Specifically, the user may follow specify input data step or module
808, specify output data step or module 810, specify training input
data step or module 812, and specify error data step or module 814.
Essentially, these four steps and/or modules 808-814 may allow the
user to specify the source and destination of input and output data
for both the (run) prediction and training modes, and the storage
location of the error data determined in the training mode.
[0318] FIG. 34 shows a representative embodiment used for all of
the steps and/or modules 808-814 as follows.
[0319] Steps and/or modules 3202, 3204, and 3206 essentially may be
directed to specifying the data location for the data being
specified by the user. In contrast, steps and/or modules 3208-3216
may be optional in that they allow the user to specify certain
options or sanity checks that may be performed on the data as
discussed below in more detail.
[0320] Turning first to specifying the storage location of the data
being specified, step or module 3202 is called specify data system.
For example, typically, in a chemical plant, there is more than one
computer system utilized with a process being controlled. Step or
module 3202 may allow for the user to specify which computer
system(s) contains the data or storage location that is being
specified.
[0321] Once the data system has been specified, the user may
specify the data type using step or module 3204: specify data type.
The data type may indicate which of the many types of data and/or
storage modes is desired. Examples may include current (most
recent) values of measurements, historical values, time averaged
values, setpoint values, limits, etc. After the data type has been
specified, the user may specify a data item number or identifier
using step or module 3206. The data item number or identifier may
indicate which of the many instances of the specify data type in
the specified data system is desired. Examples may include the
measurement number, the control loop number, the control tag name,
etc. These three steps and/or modules 3202-3206 may thus allow the
user to specify the source or destination of the data
(used/produced by the support vector machine) being specified.
[0322] Once this information has been specified, the user may
specify the following additional parameters. The user may specify
the oldest time interval boundary using step or module 3208, and
may specify the newest time interval boundary using step or module
3210. For example, these boundaries may be utilized where a time
weighted average of a specified data value is needed.

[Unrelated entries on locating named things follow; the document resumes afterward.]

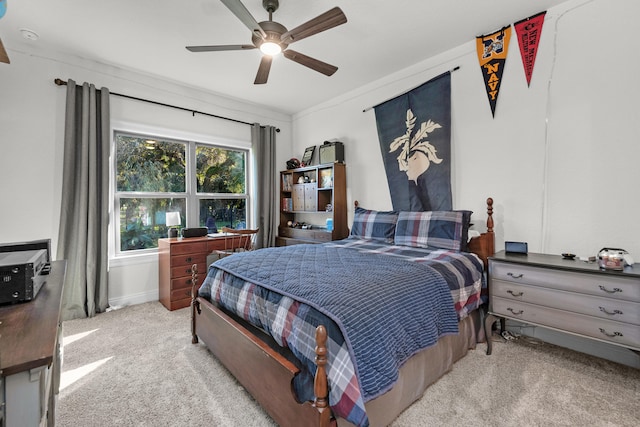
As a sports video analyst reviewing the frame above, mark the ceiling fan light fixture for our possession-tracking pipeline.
[260,42,282,56]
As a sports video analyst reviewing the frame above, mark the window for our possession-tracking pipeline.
[114,131,249,254]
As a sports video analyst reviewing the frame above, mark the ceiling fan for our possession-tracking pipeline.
[187,0,347,84]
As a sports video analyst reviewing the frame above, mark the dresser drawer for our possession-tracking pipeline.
[491,280,640,325]
[492,297,640,350]
[489,262,640,302]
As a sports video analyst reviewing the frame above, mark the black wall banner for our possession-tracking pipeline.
[476,25,511,117]
[374,72,452,211]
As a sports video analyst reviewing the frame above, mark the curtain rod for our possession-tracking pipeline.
[362,65,460,113]
[53,78,280,132]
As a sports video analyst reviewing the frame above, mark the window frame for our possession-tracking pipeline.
[109,122,255,260]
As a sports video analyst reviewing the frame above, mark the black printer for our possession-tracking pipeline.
[0,239,51,304]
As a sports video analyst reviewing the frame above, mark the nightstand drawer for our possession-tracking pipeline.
[171,263,207,279]
[492,297,640,349]
[489,262,640,302]
[491,280,640,325]
[171,254,207,271]
[171,274,205,291]
[171,241,207,255]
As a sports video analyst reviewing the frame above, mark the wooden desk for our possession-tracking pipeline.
[0,261,67,427]
[158,235,238,310]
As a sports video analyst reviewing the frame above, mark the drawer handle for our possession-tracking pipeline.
[599,285,622,294]
[599,328,623,338]
[600,307,623,316]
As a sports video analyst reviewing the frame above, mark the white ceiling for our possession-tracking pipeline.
[0,0,566,113]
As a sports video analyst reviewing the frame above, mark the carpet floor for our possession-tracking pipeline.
[56,302,640,427]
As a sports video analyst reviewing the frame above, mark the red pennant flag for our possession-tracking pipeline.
[513,11,547,86]
[476,25,511,117]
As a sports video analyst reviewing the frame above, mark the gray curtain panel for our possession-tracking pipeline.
[56,80,110,320]
[251,123,278,249]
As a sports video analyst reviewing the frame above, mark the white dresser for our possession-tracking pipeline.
[485,251,640,354]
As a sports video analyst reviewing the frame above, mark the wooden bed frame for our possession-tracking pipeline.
[191,198,495,427]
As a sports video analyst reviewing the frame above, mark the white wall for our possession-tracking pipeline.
[293,0,640,367]
[293,0,640,261]
[0,51,291,305]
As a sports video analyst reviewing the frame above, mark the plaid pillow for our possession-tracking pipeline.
[394,211,471,251]
[351,207,398,243]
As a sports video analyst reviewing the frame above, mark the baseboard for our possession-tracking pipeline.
[507,320,640,368]
[109,289,160,307]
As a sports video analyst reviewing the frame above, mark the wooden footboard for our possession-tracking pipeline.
[191,265,335,427]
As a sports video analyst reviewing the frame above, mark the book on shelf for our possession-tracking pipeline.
[282,197,293,211]
[282,174,293,191]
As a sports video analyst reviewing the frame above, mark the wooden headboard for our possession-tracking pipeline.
[354,197,496,269]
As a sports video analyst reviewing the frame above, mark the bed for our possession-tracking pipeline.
[191,199,494,426]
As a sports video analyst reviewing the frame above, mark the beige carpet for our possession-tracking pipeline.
[56,302,640,427]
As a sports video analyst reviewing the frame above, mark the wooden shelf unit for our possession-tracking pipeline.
[276,163,349,246]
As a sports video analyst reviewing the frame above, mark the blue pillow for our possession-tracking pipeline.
[351,206,398,243]
[394,211,471,251]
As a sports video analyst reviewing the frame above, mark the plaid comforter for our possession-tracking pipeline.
[199,239,482,426]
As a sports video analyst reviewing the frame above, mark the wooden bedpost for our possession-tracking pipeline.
[467,197,496,268]
[313,325,331,427]
[487,197,496,255]
[191,264,200,344]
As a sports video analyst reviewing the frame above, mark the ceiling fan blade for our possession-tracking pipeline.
[280,7,347,44]
[187,44,256,52]
[282,49,338,76]
[0,40,11,64]
[220,0,267,38]
[253,55,273,85]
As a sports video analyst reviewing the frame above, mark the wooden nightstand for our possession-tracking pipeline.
[485,251,640,354]
[158,236,242,310]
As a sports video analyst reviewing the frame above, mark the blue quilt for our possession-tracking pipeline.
[200,244,458,425]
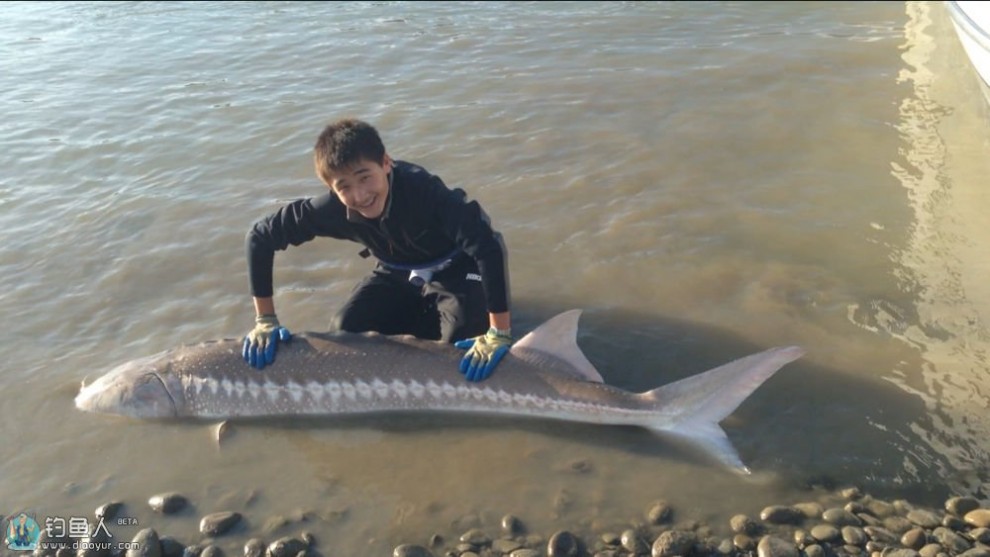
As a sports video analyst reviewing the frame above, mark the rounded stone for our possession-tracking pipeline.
[842,501,866,515]
[811,524,840,542]
[864,499,897,518]
[863,526,900,545]
[794,502,825,518]
[963,509,990,528]
[148,492,189,514]
[244,538,265,557]
[732,534,756,551]
[906,509,942,529]
[646,501,674,525]
[756,536,801,557]
[392,543,433,557]
[945,497,980,516]
[96,501,124,520]
[124,528,162,557]
[883,516,914,532]
[652,530,698,557]
[619,530,649,553]
[199,511,241,536]
[884,549,919,557]
[502,514,525,536]
[901,528,928,550]
[729,514,760,536]
[760,505,804,524]
[547,530,581,557]
[932,528,972,554]
[267,537,308,557]
[839,487,863,501]
[840,526,867,547]
[969,528,990,545]
[492,538,522,555]
[822,508,862,528]
[942,514,969,532]
[460,528,492,547]
[159,536,186,557]
[199,545,223,557]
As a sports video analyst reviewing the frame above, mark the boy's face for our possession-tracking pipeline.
[327,155,392,219]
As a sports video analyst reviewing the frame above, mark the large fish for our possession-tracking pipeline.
[76,310,804,471]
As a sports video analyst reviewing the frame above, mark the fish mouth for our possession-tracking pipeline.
[150,372,179,418]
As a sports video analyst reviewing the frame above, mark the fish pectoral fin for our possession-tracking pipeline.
[511,309,604,383]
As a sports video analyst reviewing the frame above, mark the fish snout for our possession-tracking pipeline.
[75,372,178,418]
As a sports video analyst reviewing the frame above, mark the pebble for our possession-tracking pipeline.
[732,534,756,551]
[619,530,649,553]
[794,502,825,518]
[492,538,522,554]
[244,538,265,557]
[822,508,862,528]
[267,538,307,557]
[811,524,840,542]
[652,530,698,557]
[130,528,162,557]
[148,493,189,514]
[883,516,914,532]
[502,514,525,536]
[864,499,897,519]
[942,514,966,531]
[392,544,433,557]
[646,501,674,525]
[199,512,241,536]
[729,514,760,536]
[756,536,801,557]
[547,530,580,557]
[945,497,980,516]
[96,501,124,520]
[460,528,492,547]
[901,528,928,550]
[969,528,990,545]
[963,509,990,528]
[760,505,805,524]
[159,536,186,557]
[932,527,970,553]
[840,526,866,546]
[907,509,942,528]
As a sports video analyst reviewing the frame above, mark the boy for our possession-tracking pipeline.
[243,119,512,381]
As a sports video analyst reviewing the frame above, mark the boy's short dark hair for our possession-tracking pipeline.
[313,118,385,184]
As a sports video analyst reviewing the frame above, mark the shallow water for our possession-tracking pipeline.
[0,2,990,554]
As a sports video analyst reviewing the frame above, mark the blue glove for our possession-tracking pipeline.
[242,314,292,369]
[454,327,512,381]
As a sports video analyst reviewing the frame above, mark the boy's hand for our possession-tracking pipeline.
[454,327,512,381]
[242,314,292,369]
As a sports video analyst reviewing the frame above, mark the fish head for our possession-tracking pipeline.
[76,353,184,418]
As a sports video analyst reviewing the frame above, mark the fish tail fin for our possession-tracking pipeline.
[639,346,804,474]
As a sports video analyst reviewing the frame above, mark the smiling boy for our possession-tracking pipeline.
[244,119,512,381]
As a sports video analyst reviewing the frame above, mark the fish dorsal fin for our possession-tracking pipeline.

Alternatively, the user may specify one particular time when the
data value being specified is a historical data point value.

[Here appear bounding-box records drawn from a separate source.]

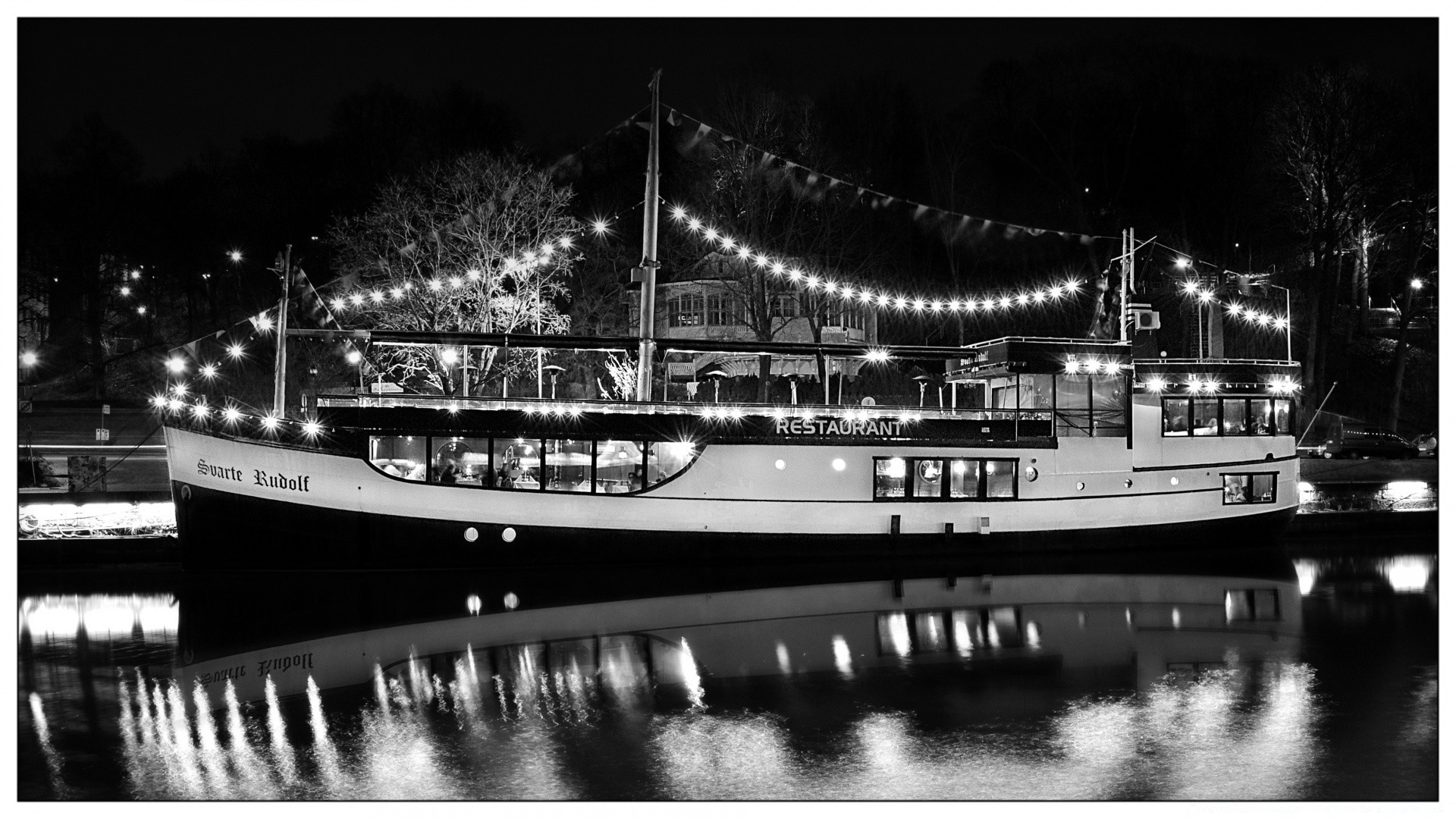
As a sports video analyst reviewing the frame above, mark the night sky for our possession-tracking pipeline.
[17,19,1437,177]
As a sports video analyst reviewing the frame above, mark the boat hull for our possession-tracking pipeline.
[174,482,1296,570]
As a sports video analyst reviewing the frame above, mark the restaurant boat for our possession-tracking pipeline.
[165,331,1299,568]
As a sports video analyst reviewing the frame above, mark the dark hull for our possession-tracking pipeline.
[173,482,1294,570]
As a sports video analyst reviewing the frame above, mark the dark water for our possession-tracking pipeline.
[17,541,1439,800]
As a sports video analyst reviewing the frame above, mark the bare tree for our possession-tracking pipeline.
[326,153,576,394]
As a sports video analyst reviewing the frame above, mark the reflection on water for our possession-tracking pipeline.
[20,541,1439,800]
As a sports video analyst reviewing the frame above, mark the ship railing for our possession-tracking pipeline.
[318,394,1051,421]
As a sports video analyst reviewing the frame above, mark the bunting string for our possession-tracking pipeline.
[667,102,1117,245]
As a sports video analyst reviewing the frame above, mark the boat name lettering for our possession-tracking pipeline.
[196,457,243,481]
[258,651,313,676]
[774,419,904,436]
[253,469,312,493]
[196,666,247,685]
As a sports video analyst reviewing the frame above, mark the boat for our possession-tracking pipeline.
[165,325,1299,568]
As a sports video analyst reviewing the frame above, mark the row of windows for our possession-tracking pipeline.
[1223,472,1279,506]
[875,457,1016,501]
[667,293,864,329]
[1163,398,1293,438]
[369,436,695,494]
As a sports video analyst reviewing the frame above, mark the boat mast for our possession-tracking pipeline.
[274,245,293,419]
[636,68,663,402]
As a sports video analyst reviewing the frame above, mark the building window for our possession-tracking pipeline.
[1223,588,1282,623]
[1223,472,1279,506]
[875,457,1018,501]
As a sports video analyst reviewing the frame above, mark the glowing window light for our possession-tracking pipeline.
[1380,555,1431,592]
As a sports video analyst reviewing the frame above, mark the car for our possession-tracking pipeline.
[1323,421,1420,457]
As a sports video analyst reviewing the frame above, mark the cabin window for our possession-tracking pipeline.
[1223,472,1279,506]
[369,436,428,481]
[875,457,1018,501]
[597,440,646,495]
[646,440,698,487]
[541,438,592,493]
[1163,398,1191,436]
[875,457,905,498]
[949,457,981,498]
[1223,398,1249,436]
[492,438,541,491]
[1191,398,1219,436]
[429,436,491,487]
[984,460,1016,497]
[910,457,945,498]
[1223,588,1280,621]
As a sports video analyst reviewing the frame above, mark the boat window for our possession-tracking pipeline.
[1163,398,1191,436]
[597,440,645,494]
[875,457,905,498]
[369,436,427,481]
[1249,398,1274,436]
[1223,588,1280,621]
[1223,472,1279,506]
[1087,375,1127,438]
[646,440,698,485]
[986,460,1016,497]
[949,457,981,498]
[1223,398,1249,436]
[1191,398,1219,436]
[1056,375,1092,438]
[492,438,541,491]
[541,438,592,493]
[429,436,491,487]
[910,457,945,498]
[1274,398,1293,436]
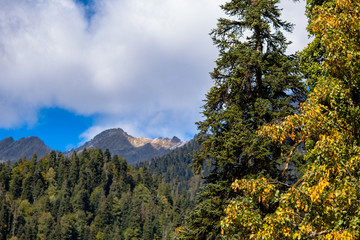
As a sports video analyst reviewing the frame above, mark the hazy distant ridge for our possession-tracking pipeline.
[68,128,183,164]
[0,137,51,162]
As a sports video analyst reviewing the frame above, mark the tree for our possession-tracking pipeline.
[182,0,305,239]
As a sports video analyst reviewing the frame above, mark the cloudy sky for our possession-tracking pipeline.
[0,0,308,151]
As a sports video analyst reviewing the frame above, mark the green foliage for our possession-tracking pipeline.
[0,149,194,240]
[181,0,306,239]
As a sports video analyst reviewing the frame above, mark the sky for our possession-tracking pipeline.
[0,0,309,151]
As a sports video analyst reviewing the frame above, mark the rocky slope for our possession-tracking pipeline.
[0,137,51,162]
[71,128,183,164]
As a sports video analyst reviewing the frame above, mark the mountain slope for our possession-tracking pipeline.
[136,139,203,199]
[75,128,182,164]
[0,137,51,162]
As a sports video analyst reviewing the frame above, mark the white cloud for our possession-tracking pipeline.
[0,0,306,139]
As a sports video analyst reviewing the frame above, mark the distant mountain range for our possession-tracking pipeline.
[0,128,184,164]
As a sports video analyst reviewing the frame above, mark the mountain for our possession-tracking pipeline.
[0,137,51,162]
[71,128,183,164]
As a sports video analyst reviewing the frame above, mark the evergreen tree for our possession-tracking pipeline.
[182,0,305,239]
[253,0,360,239]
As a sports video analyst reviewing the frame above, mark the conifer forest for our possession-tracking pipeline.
[0,0,360,240]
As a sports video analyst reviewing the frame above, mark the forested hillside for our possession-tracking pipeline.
[0,149,192,240]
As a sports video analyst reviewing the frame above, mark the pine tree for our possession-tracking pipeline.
[258,0,360,239]
[182,0,305,239]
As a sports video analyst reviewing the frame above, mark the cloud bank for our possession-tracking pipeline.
[0,0,306,142]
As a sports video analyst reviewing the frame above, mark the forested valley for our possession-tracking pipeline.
[0,0,360,240]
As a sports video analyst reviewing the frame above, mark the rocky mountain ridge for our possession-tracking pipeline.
[68,128,184,164]
[0,128,184,164]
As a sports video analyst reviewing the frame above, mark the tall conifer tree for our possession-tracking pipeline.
[182,0,305,239]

[0323] Sanity checks on the data being specified may be specified
by the user using steps and/or modules 3212, 3214 and 3216 as
follows. The user may specify a high limit value using step or
module 3212, and may specify a low limit value using step or module
3214. Since sensors sometimes fail, for example, this sanity check
may allow the user to prevent the system and method of one
embodiment of the present invention from using false data from a
failed sensor. Other examples of faulty data may also be detected
by setting these limits.
[0324] The high and low limit values may be used for scaling the
input data. Support vector machines may be typically trained and
operated using input, output and training input data scaled within
a fixed range. Using the high and low limit values may allow this
scaling to be accomplished so that the scaled values use most of
the range.
[0325] In addition, the user may know that certain values will
normally change a certain amount over a specific time interval.

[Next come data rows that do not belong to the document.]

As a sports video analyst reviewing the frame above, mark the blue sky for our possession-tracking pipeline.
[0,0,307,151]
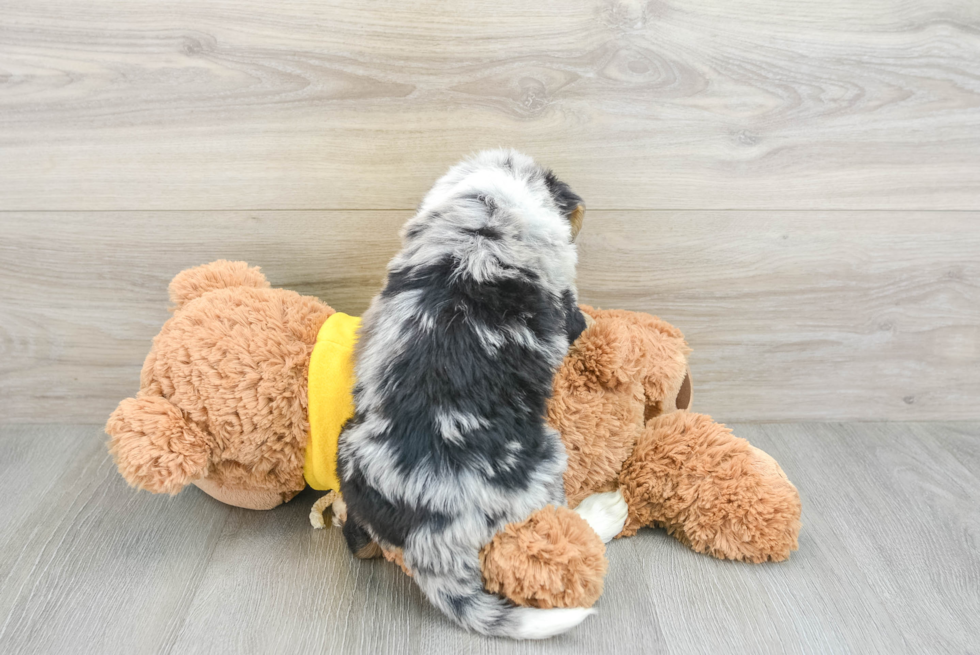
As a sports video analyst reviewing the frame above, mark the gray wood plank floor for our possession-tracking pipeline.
[0,423,980,654]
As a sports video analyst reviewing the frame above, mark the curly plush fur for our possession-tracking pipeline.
[106,261,800,607]
[619,412,800,562]
[480,505,608,609]
[106,260,334,509]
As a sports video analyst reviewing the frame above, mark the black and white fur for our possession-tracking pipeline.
[339,150,593,639]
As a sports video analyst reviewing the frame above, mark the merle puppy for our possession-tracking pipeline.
[339,150,592,639]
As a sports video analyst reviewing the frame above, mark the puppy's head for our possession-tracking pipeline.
[544,171,585,241]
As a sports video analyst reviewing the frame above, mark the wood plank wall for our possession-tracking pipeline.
[0,0,980,422]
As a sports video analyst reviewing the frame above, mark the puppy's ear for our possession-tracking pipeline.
[568,203,585,241]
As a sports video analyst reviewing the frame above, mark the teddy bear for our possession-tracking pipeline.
[106,260,799,607]
[394,305,801,608]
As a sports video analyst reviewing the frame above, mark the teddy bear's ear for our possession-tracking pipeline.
[168,259,269,311]
[558,311,629,388]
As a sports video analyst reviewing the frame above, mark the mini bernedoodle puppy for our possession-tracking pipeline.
[339,150,593,639]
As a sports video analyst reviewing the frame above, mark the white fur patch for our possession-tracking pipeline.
[512,607,596,639]
[575,491,629,543]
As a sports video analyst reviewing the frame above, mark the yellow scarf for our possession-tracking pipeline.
[303,312,361,492]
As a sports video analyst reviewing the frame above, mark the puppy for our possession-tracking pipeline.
[338,150,593,639]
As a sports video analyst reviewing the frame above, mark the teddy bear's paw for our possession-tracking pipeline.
[575,490,629,543]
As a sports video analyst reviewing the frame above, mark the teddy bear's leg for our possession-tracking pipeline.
[480,505,609,609]
[105,396,211,494]
[572,490,629,543]
[167,259,269,308]
[620,412,800,562]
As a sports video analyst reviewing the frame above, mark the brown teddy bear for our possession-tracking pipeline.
[106,261,800,607]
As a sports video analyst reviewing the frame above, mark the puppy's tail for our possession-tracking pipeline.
[412,566,595,639]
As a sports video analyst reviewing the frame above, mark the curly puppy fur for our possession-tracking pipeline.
[106,261,334,508]
[619,412,800,562]
[338,150,587,639]
[480,505,608,609]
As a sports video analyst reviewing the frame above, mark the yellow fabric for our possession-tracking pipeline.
[303,312,361,492]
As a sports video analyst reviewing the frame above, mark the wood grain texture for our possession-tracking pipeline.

Thus, changes which exceed these limits may be used as an
additional sanity check. This may be accomplished by the user
specifying a maximum change amount in step or module 3216.
[0326] Sanity checks may be used in the method of one embodiment of
the present invention to prevent erroneous training, prediction,
and control. Whenever any data value fails to pass the sanity
checks, the data may be clamped at the limit(s), or the
operation/control may be disabled. These tests may significantly
increase the robustness of various embodiments of the present
invention.
[0327] It should be noted that these steps and/or modules in FIG.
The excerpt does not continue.